Joseph Beuys
Further images
ABOUT THE ARTWORK:
German artist Joseph Beuys, Scottish art patron Lady Eva Rosebery and American architect and theorist Buckminster Fuller, meeting in the desert plant house at Royal Botanic Gardens, Edinburgh, during the RDG's Black and White Oil Conference, at which Beuys and Fuller spoke. Photograph by Robert Lebeck, later published as a limited edition print (Beuys, Rosebery, Fuller. 1981) by Beuys in association with the RDG.
Joseph Heinrich Beuys was a German artist, teacher, and theorist of art who was highly influential in international contemporary art in the latter half of the 20th century. He is a founder of the art movement known as Fluxus, and a practitioner and exemplar of happenings, and performance art. He adopted media and techniques including paint, sculpture, graphic art, and installation.

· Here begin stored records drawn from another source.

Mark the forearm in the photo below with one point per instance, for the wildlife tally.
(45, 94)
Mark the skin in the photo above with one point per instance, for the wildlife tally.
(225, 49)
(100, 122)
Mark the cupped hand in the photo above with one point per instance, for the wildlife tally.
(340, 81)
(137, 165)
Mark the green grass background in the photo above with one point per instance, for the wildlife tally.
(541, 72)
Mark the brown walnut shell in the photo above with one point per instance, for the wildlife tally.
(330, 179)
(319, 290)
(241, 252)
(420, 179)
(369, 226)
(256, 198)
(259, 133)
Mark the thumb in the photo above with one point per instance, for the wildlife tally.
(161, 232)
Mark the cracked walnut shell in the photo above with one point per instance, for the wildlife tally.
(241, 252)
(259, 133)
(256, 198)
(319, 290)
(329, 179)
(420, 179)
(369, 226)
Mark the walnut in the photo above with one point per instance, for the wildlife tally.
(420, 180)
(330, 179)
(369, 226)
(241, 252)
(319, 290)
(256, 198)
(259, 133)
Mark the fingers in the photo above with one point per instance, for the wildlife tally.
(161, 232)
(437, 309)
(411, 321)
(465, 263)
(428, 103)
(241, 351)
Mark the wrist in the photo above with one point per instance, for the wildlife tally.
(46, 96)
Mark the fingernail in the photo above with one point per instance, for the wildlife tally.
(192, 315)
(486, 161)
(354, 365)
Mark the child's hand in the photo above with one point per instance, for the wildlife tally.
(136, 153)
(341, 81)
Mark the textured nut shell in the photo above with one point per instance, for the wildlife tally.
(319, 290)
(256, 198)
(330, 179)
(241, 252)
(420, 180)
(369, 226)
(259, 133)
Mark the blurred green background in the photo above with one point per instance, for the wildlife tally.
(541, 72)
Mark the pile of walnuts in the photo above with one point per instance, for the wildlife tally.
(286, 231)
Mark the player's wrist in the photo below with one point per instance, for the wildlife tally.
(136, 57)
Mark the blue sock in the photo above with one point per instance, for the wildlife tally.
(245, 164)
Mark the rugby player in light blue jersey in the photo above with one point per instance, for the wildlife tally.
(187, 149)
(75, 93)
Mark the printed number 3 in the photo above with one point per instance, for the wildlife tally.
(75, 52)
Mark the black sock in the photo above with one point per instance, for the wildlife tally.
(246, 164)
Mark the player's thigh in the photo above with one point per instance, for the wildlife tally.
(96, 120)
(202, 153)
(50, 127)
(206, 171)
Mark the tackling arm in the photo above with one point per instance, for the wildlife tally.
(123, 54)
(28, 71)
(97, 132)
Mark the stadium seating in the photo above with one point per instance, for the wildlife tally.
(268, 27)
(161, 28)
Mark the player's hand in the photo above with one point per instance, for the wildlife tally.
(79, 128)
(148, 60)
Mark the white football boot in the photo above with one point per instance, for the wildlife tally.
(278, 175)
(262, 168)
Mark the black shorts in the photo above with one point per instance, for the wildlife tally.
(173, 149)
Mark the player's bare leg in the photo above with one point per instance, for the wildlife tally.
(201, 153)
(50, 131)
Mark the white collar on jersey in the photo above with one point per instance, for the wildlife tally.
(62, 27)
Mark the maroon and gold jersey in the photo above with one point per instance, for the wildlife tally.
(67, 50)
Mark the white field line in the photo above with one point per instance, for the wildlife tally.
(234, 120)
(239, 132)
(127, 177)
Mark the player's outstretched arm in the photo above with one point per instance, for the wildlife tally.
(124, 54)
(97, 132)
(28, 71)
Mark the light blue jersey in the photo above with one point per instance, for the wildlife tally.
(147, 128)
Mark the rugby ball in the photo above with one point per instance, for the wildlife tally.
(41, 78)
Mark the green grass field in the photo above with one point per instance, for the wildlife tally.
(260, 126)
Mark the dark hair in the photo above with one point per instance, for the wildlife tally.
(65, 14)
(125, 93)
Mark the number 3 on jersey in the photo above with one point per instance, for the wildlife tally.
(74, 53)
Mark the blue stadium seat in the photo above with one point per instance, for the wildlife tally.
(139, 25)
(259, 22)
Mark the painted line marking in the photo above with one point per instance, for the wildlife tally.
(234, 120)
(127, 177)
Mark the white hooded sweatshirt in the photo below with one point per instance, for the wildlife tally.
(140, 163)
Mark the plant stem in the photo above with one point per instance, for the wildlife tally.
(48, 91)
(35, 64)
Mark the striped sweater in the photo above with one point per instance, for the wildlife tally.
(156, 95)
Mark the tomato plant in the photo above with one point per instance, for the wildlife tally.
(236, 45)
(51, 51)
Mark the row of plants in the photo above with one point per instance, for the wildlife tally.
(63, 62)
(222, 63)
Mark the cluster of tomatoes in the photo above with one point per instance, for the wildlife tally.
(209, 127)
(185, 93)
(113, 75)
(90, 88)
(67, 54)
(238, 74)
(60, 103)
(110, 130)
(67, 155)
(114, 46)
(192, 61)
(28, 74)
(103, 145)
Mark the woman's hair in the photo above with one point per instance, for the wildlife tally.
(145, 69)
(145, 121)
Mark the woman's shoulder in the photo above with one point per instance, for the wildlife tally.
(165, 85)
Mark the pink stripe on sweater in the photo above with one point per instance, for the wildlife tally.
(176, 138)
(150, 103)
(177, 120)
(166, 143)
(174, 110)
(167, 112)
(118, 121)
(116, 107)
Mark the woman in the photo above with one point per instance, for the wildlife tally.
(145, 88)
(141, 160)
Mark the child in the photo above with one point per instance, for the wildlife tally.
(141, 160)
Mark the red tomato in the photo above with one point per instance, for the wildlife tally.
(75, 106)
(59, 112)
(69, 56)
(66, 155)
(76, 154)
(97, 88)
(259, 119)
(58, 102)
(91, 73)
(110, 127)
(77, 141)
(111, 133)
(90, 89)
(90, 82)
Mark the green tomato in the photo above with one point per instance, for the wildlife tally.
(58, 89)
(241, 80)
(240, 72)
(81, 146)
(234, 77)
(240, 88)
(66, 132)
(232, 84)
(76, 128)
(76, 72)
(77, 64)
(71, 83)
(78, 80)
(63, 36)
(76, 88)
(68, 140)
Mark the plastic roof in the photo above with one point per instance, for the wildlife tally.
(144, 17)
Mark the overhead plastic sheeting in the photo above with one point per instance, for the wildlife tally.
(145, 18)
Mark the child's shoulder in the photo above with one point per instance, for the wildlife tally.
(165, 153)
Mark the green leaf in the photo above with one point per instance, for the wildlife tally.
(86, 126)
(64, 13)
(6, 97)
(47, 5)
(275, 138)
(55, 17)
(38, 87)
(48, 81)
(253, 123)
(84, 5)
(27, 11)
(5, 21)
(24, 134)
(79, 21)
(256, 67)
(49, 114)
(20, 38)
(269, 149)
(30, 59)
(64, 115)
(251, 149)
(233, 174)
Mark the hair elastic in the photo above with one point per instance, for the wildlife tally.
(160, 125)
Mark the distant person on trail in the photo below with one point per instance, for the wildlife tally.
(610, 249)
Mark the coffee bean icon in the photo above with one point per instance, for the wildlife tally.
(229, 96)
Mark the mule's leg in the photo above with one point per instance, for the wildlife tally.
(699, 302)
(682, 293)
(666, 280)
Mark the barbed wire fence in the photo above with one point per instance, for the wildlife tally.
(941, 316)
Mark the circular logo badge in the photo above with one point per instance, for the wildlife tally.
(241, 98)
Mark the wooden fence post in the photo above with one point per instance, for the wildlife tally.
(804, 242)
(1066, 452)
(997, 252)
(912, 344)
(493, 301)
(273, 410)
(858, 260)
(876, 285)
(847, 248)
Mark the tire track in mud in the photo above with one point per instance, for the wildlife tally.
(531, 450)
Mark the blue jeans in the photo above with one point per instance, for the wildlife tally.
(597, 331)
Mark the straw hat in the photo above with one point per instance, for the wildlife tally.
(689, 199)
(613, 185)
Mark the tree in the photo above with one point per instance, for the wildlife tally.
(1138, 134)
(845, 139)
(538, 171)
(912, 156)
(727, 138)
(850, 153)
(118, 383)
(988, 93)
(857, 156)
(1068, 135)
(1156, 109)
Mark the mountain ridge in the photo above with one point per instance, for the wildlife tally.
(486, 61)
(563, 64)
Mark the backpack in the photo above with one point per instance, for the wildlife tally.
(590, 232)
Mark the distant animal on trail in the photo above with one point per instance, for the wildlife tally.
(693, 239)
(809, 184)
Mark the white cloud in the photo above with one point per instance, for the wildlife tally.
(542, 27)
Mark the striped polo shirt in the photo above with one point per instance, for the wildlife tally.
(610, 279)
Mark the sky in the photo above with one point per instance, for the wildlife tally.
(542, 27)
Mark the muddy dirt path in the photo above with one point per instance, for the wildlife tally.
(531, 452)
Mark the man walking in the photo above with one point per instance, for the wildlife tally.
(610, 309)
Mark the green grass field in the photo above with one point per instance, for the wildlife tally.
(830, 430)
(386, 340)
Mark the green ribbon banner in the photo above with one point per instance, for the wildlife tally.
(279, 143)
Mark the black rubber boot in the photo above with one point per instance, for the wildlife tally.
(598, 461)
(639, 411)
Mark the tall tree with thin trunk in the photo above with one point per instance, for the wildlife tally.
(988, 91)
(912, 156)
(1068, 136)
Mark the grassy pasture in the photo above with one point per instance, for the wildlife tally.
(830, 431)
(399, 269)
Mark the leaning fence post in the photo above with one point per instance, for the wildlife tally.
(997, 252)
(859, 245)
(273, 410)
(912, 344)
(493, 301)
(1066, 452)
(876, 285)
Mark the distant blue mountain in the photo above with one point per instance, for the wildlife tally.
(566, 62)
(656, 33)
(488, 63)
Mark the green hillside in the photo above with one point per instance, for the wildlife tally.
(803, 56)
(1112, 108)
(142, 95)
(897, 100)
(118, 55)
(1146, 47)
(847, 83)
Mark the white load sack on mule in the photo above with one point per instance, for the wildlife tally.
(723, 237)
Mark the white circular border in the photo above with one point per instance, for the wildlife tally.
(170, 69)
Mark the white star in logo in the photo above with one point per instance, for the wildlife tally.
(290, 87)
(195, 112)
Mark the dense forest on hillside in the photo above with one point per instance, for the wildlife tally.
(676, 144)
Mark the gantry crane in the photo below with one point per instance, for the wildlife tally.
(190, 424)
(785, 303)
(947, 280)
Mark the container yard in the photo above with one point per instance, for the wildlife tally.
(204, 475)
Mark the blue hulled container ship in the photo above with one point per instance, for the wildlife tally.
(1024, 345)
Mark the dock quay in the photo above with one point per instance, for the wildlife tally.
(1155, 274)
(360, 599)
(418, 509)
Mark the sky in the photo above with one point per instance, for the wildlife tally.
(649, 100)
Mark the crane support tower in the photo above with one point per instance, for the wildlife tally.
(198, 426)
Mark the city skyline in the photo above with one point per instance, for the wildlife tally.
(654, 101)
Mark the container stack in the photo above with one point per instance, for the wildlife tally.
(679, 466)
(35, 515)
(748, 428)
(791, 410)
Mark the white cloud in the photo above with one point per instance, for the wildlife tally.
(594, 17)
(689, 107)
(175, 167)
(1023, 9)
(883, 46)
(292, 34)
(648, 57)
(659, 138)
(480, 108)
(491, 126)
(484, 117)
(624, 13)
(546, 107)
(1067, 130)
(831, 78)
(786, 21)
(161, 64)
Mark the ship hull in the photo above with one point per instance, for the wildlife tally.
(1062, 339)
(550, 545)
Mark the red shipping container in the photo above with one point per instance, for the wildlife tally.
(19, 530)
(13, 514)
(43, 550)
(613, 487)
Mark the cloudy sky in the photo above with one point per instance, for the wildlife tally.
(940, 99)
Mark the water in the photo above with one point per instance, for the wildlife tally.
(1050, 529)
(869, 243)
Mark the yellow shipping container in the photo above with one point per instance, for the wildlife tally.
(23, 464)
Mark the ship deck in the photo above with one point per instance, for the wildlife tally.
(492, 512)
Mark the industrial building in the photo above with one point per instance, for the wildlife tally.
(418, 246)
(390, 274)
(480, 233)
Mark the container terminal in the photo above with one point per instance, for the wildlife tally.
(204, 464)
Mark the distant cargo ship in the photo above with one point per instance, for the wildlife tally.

His work is grounded in concepts of humanism, social philosophy, and anthroposophy; it culminates in his "extended definition of art" and the idea of social sculpture as a gesamtkunstwerk, for which he claimed a creative, participatory role in shaping society and politics. His career was characterised by open public debates on a very wide range of subjects including political, environmental, social, and long-term cultural trends. He is widely regarded as one of the most influential artists of the second half of the 20th century.